By actively evaluating or screening for alternatives, organizations are better able to keep our finger on the pulse of the market. This is because, the companies that are better at continuously performing Strategic Finance are likely to be the ones who are able to act quickly when an actual opportunity arises.
Level 5: How to Sustain Excellence in Strategic Finance
Adopting successful Strategic Finance capabilities is a great achievement, but it is now critically important to focus on how to sustain that success for years to come.
Since sustainability is the highest-level of competency, it is probably no surprise that it is also the toughest stage to master. Yet, the formula for success is actually quite simple. It involves a good mix of three key ingredients: people, process and technology.
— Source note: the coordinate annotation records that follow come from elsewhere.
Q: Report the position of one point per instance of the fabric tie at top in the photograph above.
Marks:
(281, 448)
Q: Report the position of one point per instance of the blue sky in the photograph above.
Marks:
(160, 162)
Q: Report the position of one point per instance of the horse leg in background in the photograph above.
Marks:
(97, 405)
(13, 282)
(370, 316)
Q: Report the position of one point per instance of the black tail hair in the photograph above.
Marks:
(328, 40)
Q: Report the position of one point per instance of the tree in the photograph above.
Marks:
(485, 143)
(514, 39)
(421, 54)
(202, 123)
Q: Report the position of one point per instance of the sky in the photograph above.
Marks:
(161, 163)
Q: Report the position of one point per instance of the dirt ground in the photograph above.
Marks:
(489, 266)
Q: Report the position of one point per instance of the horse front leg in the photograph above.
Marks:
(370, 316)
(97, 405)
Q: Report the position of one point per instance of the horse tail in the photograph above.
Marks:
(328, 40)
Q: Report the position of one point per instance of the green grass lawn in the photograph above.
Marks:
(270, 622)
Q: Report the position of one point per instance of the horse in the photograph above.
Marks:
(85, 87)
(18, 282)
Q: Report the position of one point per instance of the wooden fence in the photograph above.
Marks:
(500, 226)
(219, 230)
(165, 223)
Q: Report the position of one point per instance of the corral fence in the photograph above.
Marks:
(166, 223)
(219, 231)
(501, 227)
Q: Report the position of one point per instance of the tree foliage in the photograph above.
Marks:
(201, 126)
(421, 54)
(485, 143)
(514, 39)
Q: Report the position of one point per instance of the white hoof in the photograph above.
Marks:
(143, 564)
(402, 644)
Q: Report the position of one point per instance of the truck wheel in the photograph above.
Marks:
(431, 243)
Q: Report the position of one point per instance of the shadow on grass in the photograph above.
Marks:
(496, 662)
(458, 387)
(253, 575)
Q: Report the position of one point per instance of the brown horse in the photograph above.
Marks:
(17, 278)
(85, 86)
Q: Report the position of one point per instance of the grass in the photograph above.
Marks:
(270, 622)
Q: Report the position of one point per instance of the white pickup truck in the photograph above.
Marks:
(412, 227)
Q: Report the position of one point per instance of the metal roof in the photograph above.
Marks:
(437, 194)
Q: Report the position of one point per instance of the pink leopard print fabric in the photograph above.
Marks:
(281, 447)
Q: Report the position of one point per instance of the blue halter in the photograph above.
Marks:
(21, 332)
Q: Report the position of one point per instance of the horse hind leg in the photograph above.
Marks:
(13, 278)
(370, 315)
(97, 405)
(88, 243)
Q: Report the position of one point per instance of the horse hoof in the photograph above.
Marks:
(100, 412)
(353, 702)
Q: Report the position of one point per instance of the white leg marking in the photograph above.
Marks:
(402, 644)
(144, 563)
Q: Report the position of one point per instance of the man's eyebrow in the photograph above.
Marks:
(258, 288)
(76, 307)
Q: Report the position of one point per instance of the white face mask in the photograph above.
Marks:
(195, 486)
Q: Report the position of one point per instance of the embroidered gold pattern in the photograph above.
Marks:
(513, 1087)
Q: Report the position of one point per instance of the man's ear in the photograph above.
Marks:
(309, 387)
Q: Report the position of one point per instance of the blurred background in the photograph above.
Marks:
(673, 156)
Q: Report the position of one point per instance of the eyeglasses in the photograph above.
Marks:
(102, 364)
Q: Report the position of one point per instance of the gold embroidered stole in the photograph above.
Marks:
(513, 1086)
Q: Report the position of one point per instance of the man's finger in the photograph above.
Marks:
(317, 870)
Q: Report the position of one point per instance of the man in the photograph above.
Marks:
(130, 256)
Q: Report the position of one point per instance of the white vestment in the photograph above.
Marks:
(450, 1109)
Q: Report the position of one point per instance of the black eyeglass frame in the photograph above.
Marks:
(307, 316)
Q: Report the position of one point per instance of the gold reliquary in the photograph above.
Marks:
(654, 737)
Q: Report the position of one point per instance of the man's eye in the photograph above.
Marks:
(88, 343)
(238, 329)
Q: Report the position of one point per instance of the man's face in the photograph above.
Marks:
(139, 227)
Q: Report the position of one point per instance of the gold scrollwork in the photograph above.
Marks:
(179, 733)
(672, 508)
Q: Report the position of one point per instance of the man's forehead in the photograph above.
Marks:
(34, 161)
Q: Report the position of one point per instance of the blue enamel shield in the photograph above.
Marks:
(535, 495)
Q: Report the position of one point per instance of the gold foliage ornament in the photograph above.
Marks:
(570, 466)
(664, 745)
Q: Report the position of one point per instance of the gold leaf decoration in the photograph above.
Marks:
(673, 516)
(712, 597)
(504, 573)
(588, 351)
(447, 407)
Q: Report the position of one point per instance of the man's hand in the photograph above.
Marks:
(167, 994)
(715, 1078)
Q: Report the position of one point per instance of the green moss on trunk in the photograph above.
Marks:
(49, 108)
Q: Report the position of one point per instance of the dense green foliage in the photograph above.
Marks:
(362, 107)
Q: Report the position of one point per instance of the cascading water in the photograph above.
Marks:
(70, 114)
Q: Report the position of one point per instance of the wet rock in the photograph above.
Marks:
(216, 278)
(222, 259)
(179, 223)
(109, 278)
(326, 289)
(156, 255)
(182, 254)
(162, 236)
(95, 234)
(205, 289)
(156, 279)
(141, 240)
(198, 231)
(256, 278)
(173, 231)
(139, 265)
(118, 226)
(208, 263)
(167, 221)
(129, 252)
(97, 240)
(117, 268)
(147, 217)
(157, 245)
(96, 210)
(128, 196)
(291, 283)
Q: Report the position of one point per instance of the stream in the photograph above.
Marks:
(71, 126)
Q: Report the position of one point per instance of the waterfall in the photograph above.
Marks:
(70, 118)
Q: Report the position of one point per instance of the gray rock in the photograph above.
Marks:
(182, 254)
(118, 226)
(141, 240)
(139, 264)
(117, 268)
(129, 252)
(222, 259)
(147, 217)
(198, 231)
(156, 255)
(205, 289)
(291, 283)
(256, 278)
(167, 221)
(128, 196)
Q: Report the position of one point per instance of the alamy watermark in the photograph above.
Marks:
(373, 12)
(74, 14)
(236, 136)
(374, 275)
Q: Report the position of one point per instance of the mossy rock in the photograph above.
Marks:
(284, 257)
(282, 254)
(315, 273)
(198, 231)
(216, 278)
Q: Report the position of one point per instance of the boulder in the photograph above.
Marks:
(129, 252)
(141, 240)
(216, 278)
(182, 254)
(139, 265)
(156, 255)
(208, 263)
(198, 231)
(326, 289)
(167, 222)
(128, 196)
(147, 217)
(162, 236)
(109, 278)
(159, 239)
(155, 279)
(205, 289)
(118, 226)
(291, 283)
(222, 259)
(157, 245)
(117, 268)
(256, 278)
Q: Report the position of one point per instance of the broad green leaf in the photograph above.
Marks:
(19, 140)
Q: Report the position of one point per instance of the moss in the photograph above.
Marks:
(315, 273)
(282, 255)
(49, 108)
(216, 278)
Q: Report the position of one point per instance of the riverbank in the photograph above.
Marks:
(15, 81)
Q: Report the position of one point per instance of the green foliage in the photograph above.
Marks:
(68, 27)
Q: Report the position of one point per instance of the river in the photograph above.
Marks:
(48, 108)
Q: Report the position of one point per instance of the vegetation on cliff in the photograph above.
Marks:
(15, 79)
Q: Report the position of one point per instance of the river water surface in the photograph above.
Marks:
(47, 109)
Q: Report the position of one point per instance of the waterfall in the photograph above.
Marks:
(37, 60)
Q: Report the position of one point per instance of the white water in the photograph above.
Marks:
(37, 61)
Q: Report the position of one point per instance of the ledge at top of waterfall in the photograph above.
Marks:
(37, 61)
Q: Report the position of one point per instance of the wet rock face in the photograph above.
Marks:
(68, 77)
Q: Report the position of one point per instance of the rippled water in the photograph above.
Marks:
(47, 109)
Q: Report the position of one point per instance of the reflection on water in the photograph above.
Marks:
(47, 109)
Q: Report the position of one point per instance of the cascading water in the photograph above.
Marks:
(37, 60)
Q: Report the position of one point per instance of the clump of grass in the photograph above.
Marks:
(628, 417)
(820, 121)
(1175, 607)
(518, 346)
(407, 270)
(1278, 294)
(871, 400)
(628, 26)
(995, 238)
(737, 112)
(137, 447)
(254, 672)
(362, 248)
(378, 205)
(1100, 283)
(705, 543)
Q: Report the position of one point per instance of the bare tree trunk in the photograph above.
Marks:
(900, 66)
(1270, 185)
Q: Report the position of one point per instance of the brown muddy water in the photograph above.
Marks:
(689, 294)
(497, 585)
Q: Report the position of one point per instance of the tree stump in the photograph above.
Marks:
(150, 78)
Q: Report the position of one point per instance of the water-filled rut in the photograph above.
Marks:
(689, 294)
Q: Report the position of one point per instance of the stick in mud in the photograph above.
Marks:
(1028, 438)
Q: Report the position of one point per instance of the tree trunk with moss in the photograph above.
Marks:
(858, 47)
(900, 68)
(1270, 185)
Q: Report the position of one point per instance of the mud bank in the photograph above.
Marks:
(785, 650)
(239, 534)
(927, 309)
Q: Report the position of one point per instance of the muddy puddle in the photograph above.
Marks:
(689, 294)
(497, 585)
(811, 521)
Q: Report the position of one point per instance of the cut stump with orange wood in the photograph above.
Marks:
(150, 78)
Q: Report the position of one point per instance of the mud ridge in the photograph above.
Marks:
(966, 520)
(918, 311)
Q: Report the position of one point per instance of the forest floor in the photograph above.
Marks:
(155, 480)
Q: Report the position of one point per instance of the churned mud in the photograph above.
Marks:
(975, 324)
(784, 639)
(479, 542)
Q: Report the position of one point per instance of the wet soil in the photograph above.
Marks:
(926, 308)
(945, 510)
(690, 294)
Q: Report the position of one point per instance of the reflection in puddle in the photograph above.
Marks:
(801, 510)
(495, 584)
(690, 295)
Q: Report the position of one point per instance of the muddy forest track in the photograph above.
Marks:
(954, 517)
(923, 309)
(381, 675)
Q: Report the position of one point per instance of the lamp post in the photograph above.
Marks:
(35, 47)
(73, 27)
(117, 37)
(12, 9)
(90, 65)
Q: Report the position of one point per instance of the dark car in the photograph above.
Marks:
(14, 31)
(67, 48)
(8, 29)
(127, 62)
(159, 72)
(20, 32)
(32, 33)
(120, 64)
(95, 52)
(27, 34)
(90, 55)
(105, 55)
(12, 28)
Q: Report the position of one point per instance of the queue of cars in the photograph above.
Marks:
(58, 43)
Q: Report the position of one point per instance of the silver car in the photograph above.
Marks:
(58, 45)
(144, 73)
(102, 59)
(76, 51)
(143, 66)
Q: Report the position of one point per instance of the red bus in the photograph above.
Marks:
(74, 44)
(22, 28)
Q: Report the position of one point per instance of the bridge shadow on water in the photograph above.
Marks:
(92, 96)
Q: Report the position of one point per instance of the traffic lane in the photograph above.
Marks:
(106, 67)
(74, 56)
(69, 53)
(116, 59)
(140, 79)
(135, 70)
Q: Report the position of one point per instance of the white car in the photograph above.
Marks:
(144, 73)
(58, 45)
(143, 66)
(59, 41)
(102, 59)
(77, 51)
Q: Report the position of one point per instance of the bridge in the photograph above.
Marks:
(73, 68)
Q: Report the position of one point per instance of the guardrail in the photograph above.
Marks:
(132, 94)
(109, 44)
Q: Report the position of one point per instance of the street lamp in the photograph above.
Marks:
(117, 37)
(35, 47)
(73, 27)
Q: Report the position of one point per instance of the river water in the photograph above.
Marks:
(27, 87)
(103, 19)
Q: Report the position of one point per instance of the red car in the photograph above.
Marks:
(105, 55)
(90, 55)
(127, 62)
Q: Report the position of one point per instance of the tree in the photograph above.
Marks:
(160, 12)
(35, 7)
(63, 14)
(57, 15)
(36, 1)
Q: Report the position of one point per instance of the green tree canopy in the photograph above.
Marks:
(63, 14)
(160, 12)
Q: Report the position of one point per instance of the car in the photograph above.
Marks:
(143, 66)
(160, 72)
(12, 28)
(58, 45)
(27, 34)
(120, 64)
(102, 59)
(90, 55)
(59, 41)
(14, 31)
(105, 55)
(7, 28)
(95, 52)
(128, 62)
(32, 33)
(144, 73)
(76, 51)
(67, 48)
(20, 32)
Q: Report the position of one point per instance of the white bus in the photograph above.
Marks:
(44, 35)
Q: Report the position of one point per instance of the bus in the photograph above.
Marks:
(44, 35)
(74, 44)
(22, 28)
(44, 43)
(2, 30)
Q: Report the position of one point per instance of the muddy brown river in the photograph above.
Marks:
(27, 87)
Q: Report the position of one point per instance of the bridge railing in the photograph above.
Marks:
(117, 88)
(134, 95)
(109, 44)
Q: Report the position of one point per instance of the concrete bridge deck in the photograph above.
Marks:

Getting the right people involved in Strategic Finance is extremely important, but since that is going to differ quite a bit from organization to organization, I think it is more important to address the collective thinking (culture) that needs to be adopted. In order for Strategic Finance to work, organizations must create an environment that encourages peers to contribute their own unique ideas and suggestions. Gone, are the days of presenting static plans to your peers and forcing them into submission. Rather, we need to promote the efficient discussion and debate of alternatives, so that new ideas can be forged and steadfast plans can achieve the buy-in they deserve.
In order to manage such an environment, FP&A must also adopt a more agile management approach for Strategic Finance. This means that unlike the command and control nature of bottom-up budgeting, FP&A needs to enable peer teams to have more control in shaping what is possible. So in order to achieve this, FP&A must allow modelers to have more control when it comes to things like: workflow (who and when models are shared), metadata (creation of new accounts, entities, scenarios, etc.) and formulas (new ratios, forecast rules, etc.). Locking down the model will only act to frustrate and limit modelers from maximizing their Strategic Finance efforts. Forcing users to take their alternative ideas offline goes against the very nature of Strategic Finance.
If what I’ve explained above sounds difficult to achieve using Corporate Performance Management (CPM) software, then you’re not alone. In fact, most companies continue to rely on spreadsheets for Strategic Finance, regardless of their investments in bottom-up planning tools.
At first glance, spreadsheets eliminate pre-defined workflows and make it possible for modelers to make their own logic changes, but they also introduce a host of issues as well (version control, cell errors and transparency to name a few). Spreadsheets are the ultimate personal productivity tool that addresses ad-hoc needs. But, Strategic Finance is not ad-hoc…rather it is agile (reoccurring as well as ever-changing).
We need to realize that Strategic Finance has unique requirements that are best addressed using purpose-built technology. We need to stop building work-a-rounds and start addressing these concerns head on. We must not let technology drive our capabilities, but instead select technology that best supports the people and processes that are responsible for driving real change in your organization.